13.1 Insofar as these terms do not lay down any specific regulations, the provisions of the cooperative agreement on providing board and accommodation of the Hotel and Accommodation Facilities Association with the Travel Agents Association shall apply in the respectively valid version.

13.2 Should any provision in these T&Cs be invalid, this shall in no way affect the validity of the remaining provisions. In the event of a dispute, any invalid provision is to be replaced by the legally effective provision that comes closest to the contents of the invalid provision and most closely corresponds to the parties' economic interests in the invalid provision.

 

§ 14 Place of jurisdiction/applicable law

14.1 As substantive law, Austrian law shall apply exclusively to the exclusion of the agreements of the UN Convention on Contracts for the International Sale of Goods (CISG) and the conflict of law rules.

14.2 Exclusive place of jurisdiction for all disputes arising from this contract is the court competent for A-6352 Ellmau in Tyrol.

 

§ 15 Final remarks/written form

The contractual partner acknowledges that employees of Travel Partner are not entitled to make any commitments or concessions which deviate from these T&Cs.
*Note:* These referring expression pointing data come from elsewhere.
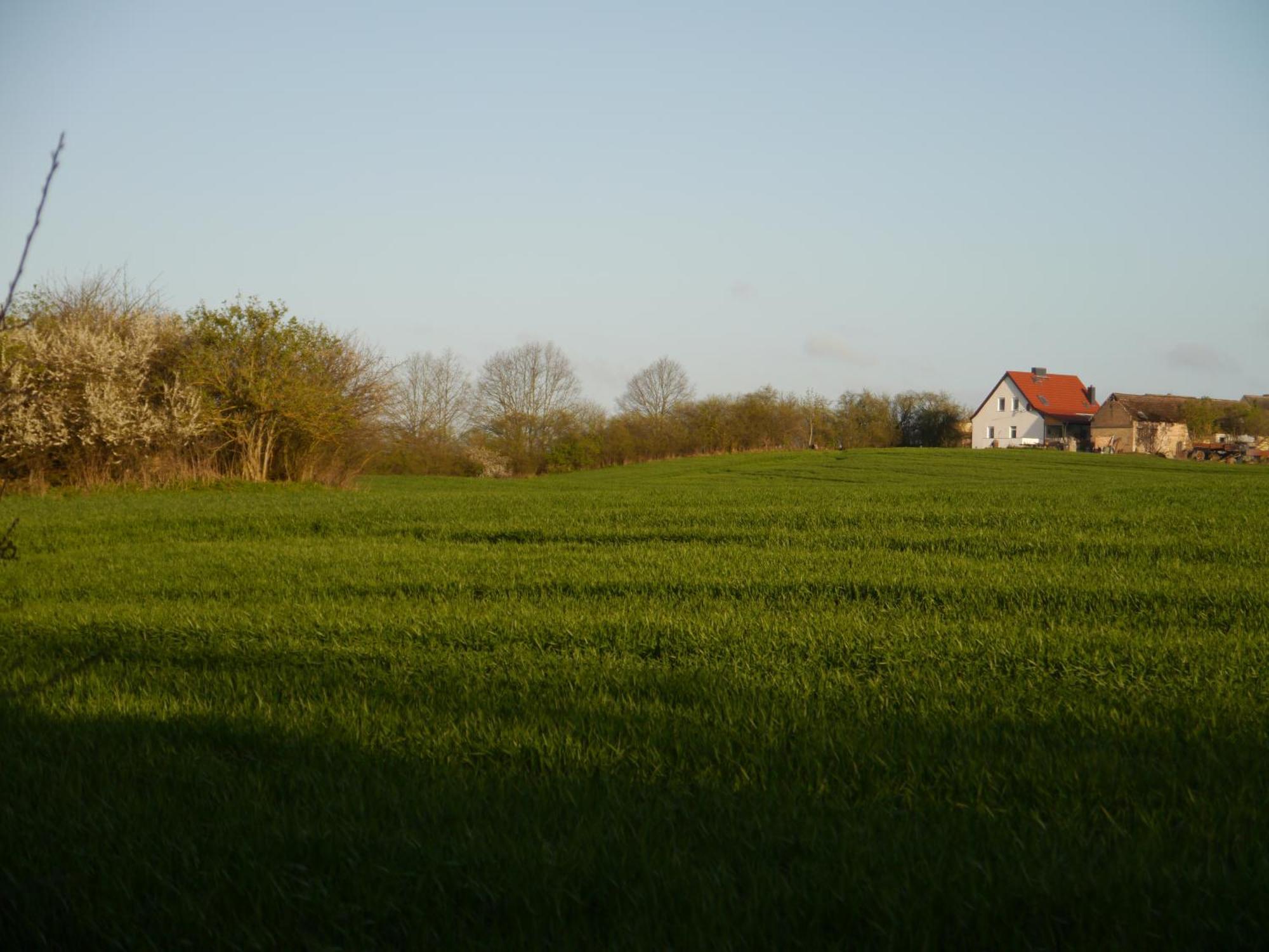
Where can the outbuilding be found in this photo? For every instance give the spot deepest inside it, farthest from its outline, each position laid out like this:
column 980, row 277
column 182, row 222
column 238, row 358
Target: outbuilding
column 1143, row 423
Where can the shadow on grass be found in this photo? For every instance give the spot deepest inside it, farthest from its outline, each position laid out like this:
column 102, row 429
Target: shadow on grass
column 225, row 831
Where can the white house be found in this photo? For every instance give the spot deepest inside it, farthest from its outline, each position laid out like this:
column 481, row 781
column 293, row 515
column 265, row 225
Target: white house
column 1029, row 409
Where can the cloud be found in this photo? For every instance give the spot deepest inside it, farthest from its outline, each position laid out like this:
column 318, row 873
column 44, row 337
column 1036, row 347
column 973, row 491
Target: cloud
column 834, row 349
column 1199, row 357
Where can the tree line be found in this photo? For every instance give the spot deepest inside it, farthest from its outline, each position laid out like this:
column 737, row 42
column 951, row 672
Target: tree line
column 102, row 384
column 522, row 412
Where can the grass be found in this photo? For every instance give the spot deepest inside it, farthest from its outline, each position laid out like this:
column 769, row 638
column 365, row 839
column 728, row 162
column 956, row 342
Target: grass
column 827, row 700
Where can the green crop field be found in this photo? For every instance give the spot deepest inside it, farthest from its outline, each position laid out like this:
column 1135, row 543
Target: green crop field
column 824, row 700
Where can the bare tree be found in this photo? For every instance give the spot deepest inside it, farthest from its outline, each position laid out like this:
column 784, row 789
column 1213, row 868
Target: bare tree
column 523, row 394
column 432, row 395
column 658, row 391
column 35, row 228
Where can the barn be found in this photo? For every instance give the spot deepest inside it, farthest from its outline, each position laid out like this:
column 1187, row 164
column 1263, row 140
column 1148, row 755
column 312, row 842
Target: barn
column 1141, row 423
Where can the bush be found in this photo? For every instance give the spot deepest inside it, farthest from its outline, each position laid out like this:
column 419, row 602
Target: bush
column 289, row 400
column 89, row 393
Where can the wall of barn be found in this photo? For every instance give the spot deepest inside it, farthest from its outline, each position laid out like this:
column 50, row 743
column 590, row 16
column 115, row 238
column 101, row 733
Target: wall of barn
column 1138, row 437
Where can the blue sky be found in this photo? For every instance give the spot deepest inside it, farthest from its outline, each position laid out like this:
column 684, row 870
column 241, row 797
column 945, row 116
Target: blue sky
column 809, row 195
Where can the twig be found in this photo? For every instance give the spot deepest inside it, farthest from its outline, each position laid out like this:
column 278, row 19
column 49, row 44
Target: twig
column 31, row 235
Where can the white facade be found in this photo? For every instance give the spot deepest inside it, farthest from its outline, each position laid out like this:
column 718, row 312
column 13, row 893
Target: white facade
column 1006, row 419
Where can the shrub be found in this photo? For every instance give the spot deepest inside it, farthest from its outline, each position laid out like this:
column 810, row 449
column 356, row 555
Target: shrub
column 89, row 394
column 289, row 399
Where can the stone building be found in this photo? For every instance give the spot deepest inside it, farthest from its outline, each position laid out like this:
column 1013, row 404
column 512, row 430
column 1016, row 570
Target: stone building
column 1143, row 423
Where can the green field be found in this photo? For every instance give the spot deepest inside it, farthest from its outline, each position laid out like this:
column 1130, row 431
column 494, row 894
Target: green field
column 866, row 698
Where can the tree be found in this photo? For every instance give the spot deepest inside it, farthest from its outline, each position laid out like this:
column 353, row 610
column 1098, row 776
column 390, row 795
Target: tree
column 431, row 396
column 818, row 418
column 928, row 419
column 867, row 419
column 522, row 400
column 658, row 393
column 88, row 388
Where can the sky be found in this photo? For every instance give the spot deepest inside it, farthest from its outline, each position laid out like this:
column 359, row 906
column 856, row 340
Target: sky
column 833, row 196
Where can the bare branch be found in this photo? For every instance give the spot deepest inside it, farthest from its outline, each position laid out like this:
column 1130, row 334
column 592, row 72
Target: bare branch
column 31, row 235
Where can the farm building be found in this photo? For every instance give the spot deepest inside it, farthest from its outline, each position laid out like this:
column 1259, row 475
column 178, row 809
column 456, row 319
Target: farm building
column 1143, row 423
column 1032, row 409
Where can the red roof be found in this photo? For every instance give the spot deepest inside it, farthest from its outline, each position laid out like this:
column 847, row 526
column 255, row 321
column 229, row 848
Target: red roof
column 1059, row 396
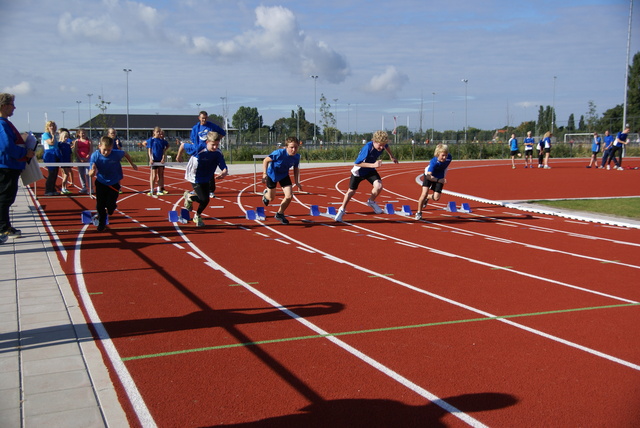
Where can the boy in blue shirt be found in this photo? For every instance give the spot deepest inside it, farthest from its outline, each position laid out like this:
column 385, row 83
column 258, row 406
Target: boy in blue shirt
column 365, row 169
column 275, row 169
column 104, row 165
column 434, row 177
column 200, row 170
Any deviations may only be applied in writing via a draft by an authorised signatory of the Travel Partner Board of Directors. Verbal subsidiary agreements are therefore deemed invalid and have no bearing on the contract.

 

COVID-19 clause:

Despite Travel Partner’s reasonable best endeavours, recent regulatory restrictions, over which it has no control, significantly impact the ability of guests to freely access accommodation and other services.
Consequently, the provisions of Point 9 shall apply mutatis mutandis in the event of full or partial cancellation by customers of Travel Partner due to imposed regulatory measures, restrictions or other impacts of the COVID-19 pandemic.
Furthermore, the extraordinary uncertainty surrounding the development of the COVID-19 pandemic means that Travel Partner reserves the right to unilaterally withdraw from the contract in full or in part up to the day of arrival. This right of withdrawal and suspension relates to both the duration and scope of the underlying agreements (number of beds etc.). Where such changes occur, both contractual parties shall be released from their contractual obligations. Any expenses incurred up to withdrawal from the contract shall be borne by the contractual parties themselves with any subsequent claims excluded. Any advance payments or partial payments already made are be reimbursed by the contractual partner.
In the event of a full or partial suspension, Travel Partner is entitled to continue to apply these T&Cs to the underlying contract on cessation of the circumstances indicated in Point 9.
In the case of a suspension of the contract or withdrawal from an already partially performed guarantee allocation/fixed rental agreement, the originally agreed guaranteed/fixed rental amount is, of course, not due for full payment. In such a case, invoicing for these services shall be undertaken in accordance with the T&Cs of the underlying contract.